Shelburne, Waiting to cross
05 September 2014
With the laundry all redone and some groceries stored the boat and our life is back to some sort of normality. While still overcast the winds are light and supposed to shift to the west. So we will make a run for Shelburne, Shelburne Harbour has the third best natural harbour in the world. The seas are relatively calm but there are big rollers left over from the last few days. We are able to motor sail at a steady 5+ knots but the movement of the boat has got us both feeling a bit woozy.
As the day wears on the wind picks up and we are finally able to turn off the motor and give the new head sail a work out. We cut through the water doing a steady 6.5 knots with the auto helm working perfectly. The day ends with a beautiful 10 mile sail up the river to the Historic port of Shelburne where we grab a mooring ball and watch the sun set over the picturesque location that was used as the back drop for the 1995 Film "The Scarlet Letter".
After checking in with the Shelburne Yacht Club, showers are in order then a walking tour of the historic waterfront. Many of Shelburne's buildings date back to Loyalist times. The Shelburne County Museum is a restored home built in 1787 by David Nairn, from Scotland.

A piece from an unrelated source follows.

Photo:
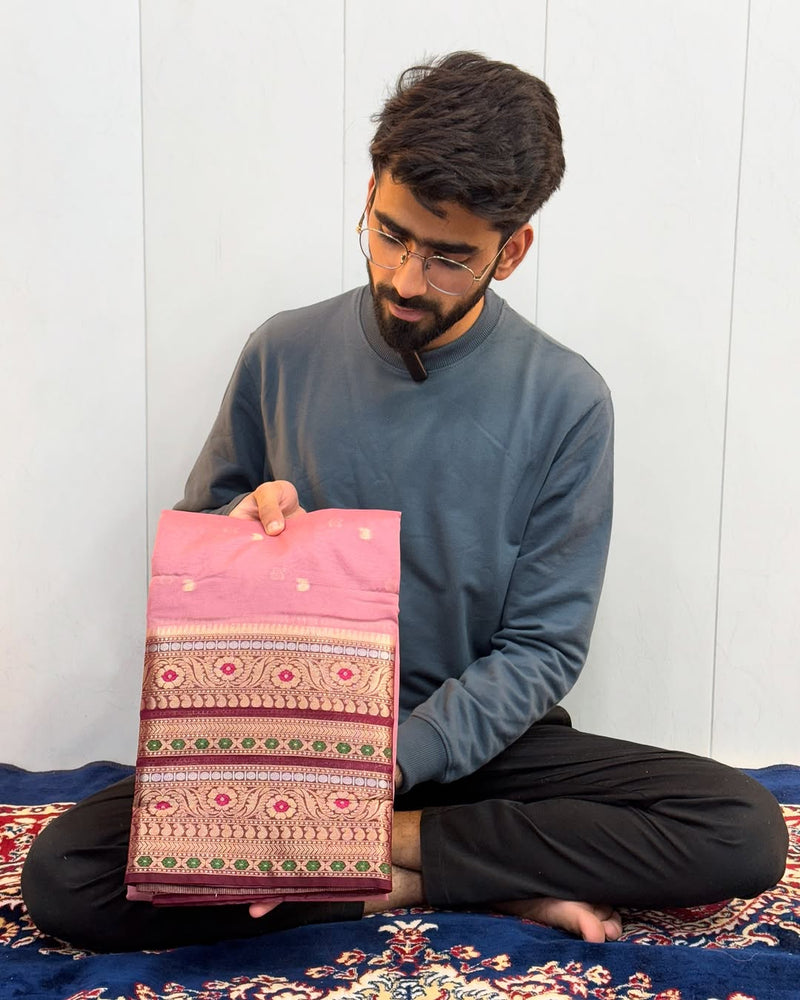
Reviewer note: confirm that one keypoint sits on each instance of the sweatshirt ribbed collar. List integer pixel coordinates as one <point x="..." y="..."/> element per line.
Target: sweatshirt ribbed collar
<point x="440" y="357"/>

And we see dories being built using construction methods of the late 19th century at the J C Williams Dory Shop.
4:00 and its happy hour at the Yacht club. This is our chance to get some local knowledge and plan our next steps. It's Happy hour.

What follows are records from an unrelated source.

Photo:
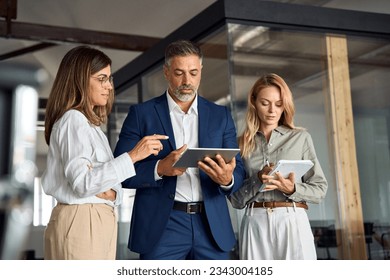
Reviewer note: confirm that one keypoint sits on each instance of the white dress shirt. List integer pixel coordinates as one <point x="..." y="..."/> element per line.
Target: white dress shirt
<point x="80" y="163"/>
<point x="185" y="130"/>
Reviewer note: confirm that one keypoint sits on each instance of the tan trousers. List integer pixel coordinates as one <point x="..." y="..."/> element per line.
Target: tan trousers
<point x="81" y="232"/>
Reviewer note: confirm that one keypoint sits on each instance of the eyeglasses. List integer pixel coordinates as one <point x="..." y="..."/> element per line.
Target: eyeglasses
<point x="103" y="79"/>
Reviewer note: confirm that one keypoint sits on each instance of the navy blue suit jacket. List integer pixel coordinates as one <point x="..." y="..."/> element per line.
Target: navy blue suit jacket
<point x="154" y="199"/>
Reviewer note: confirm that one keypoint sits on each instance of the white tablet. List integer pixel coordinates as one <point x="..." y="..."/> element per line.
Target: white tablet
<point x="191" y="156"/>
<point x="285" y="167"/>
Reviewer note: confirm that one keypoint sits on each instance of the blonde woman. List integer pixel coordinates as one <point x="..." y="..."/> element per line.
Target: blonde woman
<point x="82" y="174"/>
<point x="275" y="225"/>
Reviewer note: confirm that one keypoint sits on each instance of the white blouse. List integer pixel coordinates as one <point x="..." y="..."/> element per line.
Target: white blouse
<point x="80" y="163"/>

We meet a number of boaters who are doing the same thing as us. We are all waiting for the perfect weather window to cross to Maine. They all have different experiences and advise. We'll just keep asking and see what we decide.
We are still at anchor and have gone into town for provisions a very long walk and we taxi back to the boat.
The tip of Nova Scotia is fraught with danger, Tidal bores and rip currents that can set a boat off course are everywhere. Locals talk of pot -holes; water falls, four feet deep that your boat will fall into on a calm sea.
Fog and wind against current can create huge standing waves.
You must hit specific locations at slack tide so timing is critical.
Which route to take?
We meet up with Mark and Mary Ellen a boat out of Toronto (they are from Ottawa)
called Persuasion a 37 foot C&C. They are waiting for friends who know the coast but they are headed to Grand Manan where they have family.
We are not sure that we want to do because a few boaters are talking about taking the inshore route past Cape Sable we are feeling that we draw too much and don't want to take the chance being that close to shore.
We meet up with Wolfgang Slanec and Doris Renoldner who are on their third circumnavigation of the globe. http://www.seenmaden.at/frameset.html
They are from Austria and we think they are great.
We sat in the cockpit of Genevieve with the charts and decide that together we will leave on Sunday September 07th from Shelburne for Bar Harbour about 183 nautical miles across the Bay of Fundy. The crossing will take around 30 hours and there are two major concerns. We need to hit Cape Sable at slack tide and reach the coast of Maine in daylight so we can avoid the thousands of lobster traps.
We have filled the diesel and cleaned and organized the boat. Provisioning completed.
Tonight we are off to the high school to see the Shelburne Film Expo, locally produced Independent films. They are competing for the "SHELBIE" award.